Exciting news from Cambridge University where doctors have reversed damage from spinal injuries in dogs. Researchers are hopeful that down the road, spinal nerve damage in humans can be repaired with this same method, by using self-regenerating cells harvested from the nose. 

Olfactory Ensheathing Cells

Stem cell research has similarly shown promise in this field, but these are not stem cells. The unique cells harvested in this study are what are known as olfactory ensheathing cells. These olfactory ensheathing cells are present in mammals and are responsible for detecting smells and transmitting signals to the brain for interpretation. These cells are unique in that they are the only place in adults where nerve fibers are continuously growing is the back of the nose.
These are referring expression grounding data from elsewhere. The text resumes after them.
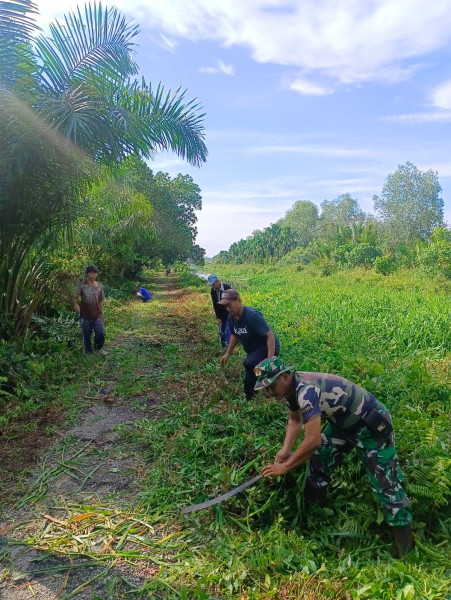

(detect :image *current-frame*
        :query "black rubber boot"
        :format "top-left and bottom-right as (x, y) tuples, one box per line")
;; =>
(392, 524), (414, 557)
(304, 485), (328, 508)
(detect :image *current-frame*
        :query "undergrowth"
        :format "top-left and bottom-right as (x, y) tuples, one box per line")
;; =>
(1, 267), (450, 599)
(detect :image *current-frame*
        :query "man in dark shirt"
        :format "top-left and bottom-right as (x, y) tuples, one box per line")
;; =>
(207, 274), (231, 347)
(72, 265), (106, 355)
(218, 289), (280, 400)
(255, 356), (413, 557)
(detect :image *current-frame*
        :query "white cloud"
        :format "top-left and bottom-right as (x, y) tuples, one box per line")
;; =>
(199, 59), (235, 76)
(147, 155), (189, 173)
(382, 111), (451, 124)
(158, 34), (179, 53)
(289, 78), (333, 96)
(247, 144), (369, 157)
(35, 1), (451, 87)
(430, 79), (451, 110)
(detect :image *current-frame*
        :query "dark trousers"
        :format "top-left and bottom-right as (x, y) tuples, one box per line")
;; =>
(81, 317), (105, 354)
(242, 346), (272, 400)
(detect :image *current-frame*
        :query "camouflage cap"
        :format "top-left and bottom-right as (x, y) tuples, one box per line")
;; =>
(254, 356), (293, 390)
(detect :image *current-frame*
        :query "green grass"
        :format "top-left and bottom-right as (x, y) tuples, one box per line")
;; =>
(2, 267), (450, 599)
(115, 266), (450, 598)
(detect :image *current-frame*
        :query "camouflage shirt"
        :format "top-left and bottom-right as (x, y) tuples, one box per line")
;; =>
(286, 372), (377, 430)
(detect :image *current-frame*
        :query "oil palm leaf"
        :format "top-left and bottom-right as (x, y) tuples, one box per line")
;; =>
(0, 0), (39, 40)
(0, 0), (39, 87)
(119, 79), (208, 167)
(35, 2), (138, 95)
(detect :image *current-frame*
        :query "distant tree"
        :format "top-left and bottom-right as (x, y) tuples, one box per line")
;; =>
(281, 200), (319, 247)
(213, 250), (230, 264)
(373, 162), (444, 250)
(317, 193), (365, 243)
(187, 244), (206, 266)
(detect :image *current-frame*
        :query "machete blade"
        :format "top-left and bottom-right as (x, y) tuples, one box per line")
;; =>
(181, 474), (263, 514)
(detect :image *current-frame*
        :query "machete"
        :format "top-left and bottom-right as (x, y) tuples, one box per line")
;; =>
(181, 474), (263, 514)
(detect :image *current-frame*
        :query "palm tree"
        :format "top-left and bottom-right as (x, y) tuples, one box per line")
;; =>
(0, 0), (207, 336)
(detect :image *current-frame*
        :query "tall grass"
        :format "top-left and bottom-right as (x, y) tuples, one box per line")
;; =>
(120, 266), (450, 598)
(5, 267), (449, 599)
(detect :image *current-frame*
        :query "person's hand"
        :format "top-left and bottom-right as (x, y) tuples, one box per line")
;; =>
(220, 353), (229, 366)
(73, 303), (80, 313)
(261, 462), (289, 477)
(216, 318), (222, 326)
(274, 449), (291, 464)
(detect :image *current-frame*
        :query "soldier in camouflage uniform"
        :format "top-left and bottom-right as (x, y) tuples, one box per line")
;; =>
(255, 356), (413, 557)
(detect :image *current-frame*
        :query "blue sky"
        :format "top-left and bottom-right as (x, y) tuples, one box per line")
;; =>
(39, 0), (451, 256)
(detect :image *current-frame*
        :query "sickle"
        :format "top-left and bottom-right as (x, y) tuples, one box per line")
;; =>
(181, 474), (263, 514)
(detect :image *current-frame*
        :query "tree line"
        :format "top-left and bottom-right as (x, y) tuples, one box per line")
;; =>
(0, 0), (207, 338)
(213, 162), (450, 278)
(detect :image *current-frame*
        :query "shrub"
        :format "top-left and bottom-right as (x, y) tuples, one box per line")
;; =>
(278, 247), (315, 266)
(373, 255), (396, 276)
(416, 240), (451, 279)
(331, 243), (354, 266)
(347, 243), (381, 267)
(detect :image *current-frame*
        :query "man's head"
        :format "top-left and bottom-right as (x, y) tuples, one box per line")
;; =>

For the first time ever, scientists have used these olfactory ensheathing cells from adult dogs to treat real world injuries, in this case, spinal cord injuries. Dogs that had lost the power to use their legs were able to walk on treadmills under their own power after treatment with a solution containing these magical cells, as you can see below.

The study noted, “We conclude that intraspinal olfactory mucosal cell transplantation improves communication across the damaged region of the injured spinal cord, even in chronically injured individuals.”

While this type of research has shown promise in the past, this is the first instance of real world testing and the findings are incredibly encouraging. While motor function was not completely restored, its certainly a milestone in spinal damage research.